Summary: A new study finds that the brain actively blocks the formation of new long-term memories immediately after waking, using a protein synthesis–dependent mechanism that protects memory consolidation carried out during sleep.
Source: Bar-Ilan University
Bar-Ilan University researchers reveal that a protein synthesis–dependent process prevents new learning on waking, protecting the ongoing consolidation of memories formed during sleep.
Every day we experience a continuous stream of events and stimuli. Some of these events trigger changes in neuronal connections and initiate the formation of memory traces. These early traces are fragile: only a subset will stabilize and become long-term memories that can last for years. The stabilization process, known as memory consolidation, strengthens these fragile traces so they persist beyond the immediate period after learning.
Let’s sleep on it
Consolidation relies on the production of new proteins that reinforce nascent memory traces. Because new experiences arriving while consolidation is underway could disrupt or hijack the process, the brain minimizes interference by shifting much of the consolidation to sleep, a period when external inputs are reduced. This raises an important question: if someone wakes during consolidation, how does the brain prevent new stimuli at that moment from interrupting the stabilization of existing memories?
Researchers led by Prof. Abraham Susswein of the Mina and Everard Goodman Faculty of Life Sciences and The Leslie and Susan Gonda Multidisciplinary Brain Research Center at Bar-Ilan University investigated this question. The study, with Roi Levy as first author and including part of David Levitan’s doctoral work, was published in eLife. Their experiments used the marine mollusk Aplysia, which is well suited for neuroscience research because of its relatively simple nervous system, large identifiable neurons, and capacity for basic learning.
Just after training during wakefulness, the nervous system synthesizes proteins that initiate memory consolidation. During sleep, consolidation-related protein production increases again to support further strengthening of the memory trace. The team found that blocking protein synthesis in sleeping Aplysia prevented formation of long-term memories, demonstrating that these animals consolidate memories during sleep much like mammals do.
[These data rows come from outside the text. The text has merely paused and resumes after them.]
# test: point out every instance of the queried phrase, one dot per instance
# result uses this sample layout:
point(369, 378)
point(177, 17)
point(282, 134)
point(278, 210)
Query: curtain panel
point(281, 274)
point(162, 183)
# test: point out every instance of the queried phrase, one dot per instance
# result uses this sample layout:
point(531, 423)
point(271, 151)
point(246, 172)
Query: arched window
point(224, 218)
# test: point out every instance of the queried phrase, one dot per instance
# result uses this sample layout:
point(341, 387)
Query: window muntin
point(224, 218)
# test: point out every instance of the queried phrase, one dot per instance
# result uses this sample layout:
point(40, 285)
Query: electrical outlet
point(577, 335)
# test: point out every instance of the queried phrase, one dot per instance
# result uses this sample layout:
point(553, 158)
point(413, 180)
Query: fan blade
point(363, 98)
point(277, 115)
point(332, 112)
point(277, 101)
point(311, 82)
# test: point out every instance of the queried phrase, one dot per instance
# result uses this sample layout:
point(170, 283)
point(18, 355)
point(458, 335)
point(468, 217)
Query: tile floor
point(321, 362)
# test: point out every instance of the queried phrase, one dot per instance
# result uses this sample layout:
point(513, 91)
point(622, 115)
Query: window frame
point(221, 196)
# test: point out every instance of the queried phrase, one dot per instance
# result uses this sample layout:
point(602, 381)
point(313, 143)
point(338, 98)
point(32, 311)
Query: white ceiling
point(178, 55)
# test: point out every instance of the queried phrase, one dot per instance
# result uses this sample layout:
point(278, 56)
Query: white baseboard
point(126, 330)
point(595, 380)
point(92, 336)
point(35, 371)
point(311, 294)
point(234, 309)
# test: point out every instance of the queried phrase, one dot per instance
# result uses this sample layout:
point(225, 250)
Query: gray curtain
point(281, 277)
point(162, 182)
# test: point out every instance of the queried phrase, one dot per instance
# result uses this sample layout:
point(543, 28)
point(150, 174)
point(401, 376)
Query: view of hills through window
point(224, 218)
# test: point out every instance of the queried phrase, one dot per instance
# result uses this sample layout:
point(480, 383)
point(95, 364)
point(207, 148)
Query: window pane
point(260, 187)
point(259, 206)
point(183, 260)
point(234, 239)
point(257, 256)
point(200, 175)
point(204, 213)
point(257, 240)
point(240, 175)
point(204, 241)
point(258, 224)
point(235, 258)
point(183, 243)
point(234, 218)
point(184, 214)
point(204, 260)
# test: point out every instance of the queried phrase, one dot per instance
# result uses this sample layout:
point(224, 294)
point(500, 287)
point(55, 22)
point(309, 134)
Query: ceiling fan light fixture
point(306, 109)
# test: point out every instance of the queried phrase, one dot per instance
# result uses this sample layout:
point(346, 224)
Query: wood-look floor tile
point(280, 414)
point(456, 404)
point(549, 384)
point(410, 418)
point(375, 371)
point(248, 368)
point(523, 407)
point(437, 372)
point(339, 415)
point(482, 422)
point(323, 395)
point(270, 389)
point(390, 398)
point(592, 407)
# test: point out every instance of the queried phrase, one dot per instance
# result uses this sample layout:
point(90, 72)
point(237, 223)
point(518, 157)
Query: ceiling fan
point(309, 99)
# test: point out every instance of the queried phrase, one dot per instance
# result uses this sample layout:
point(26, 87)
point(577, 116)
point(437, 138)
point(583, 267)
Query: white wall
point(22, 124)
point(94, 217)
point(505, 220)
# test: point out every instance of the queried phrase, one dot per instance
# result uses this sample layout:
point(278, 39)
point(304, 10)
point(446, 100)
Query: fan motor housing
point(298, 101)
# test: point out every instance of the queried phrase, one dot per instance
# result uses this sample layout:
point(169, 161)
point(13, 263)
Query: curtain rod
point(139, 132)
Overcoming memory blocking
The study shows that when Aplysia were exposed to new stimuli immediately after waking, these experiences did not produce new long-term memories. In a learning paradigm that modifies feeding behavior, animals trained on awakening failed to form long-term memories from those new experiences. This indicates an active process on waking that blocks the formation of new long-term memory and thereby prevents interference with consolidation occurring during sleep.
Crucially, when the researchers administered a protein synthesis inhibitor to the animals just before training on awakening, this block was removed: the previously ineffective post-waking stimuli generated long-term memory. These results suggest that specific proteins expressed at waking actively prevent encoding of new long-term memories. Inhibiting protein synthesis eliminates that inhibition, allowing even very brief experiences to be incorporated into long-term memory immediately after waking—experiences that would not form lasting memories in fully awake animals under normal conditions.
Susswein explains: “The major insight from this research is that there is an active process in the brain that inhibits the ability to learn new things on waking and thereby protects the consolidation of memories.”
Two heads are better than one
The team also compared learning in fully awake Aplysia trained in social isolation with those trained in the presence of companions. Training in social isolation dampened new learning, and the molecular signatures underlying this isolation-induced reduction resembled those seen when animals were trained immediately after waking. In other words, similar protein-dependent processes appear to block new memory formation both on waking and during socially isolated conditions.
For the future
Next steps include identifying the specific proteins responsible for the post-waking memory block and determining the molecular mechanisms by which they inhibit new memory formation. Understanding these targets could also shed light on why people typically do not remember dreams upon waking. Finally, the researchers note the therapeutic potential: if similar blocking proteins exist in humans, they might be harnessed or modulated to prevent or weaken unwanted memories, for example in post-traumatic stress disorder (PTSD).
Funding: This research was funded by the Israel Science Foundation (ISF).
Source: Elana Oberlander, Bar-Ilan University
Original research: Roi Levy, David Levitan, and Abraham J. Susswein, “New learning while consolidating memory during sleep is actively blocked by a protein synthesis dependent process,” eLife, published online December 5, 2016. DOI: 10.7554/eLife.17769.
New learning while consolidating memory during sleep is actively blocked by a protein synthesis dependent process
Brief experiences while a memory is being consolidated may either capture the consolidation process and produce a maladaptive memory or interrupt consolidation altogether. Because consolidation occurs during sleep, even brief experiences when animals are awakened could have such effects. In Aplysia feeding paradigms, training after awakening did not produce long-term memory because a block prevented new learning. Inhibiting protein synthesis removed the block and allowed even brief, normally ineffective training to produce long-term memory. Formation of these memories relied on consolidative proteins already expressed before training; after effective training, subsequent transcription and translation were required for long-term memory. Memory formation during the sleep phase correlated with increased CREB1 transcription but not CREB2 transcription. Increased C/EBP transcription correlated with both effective and ineffective training and treatments that did not produce memory.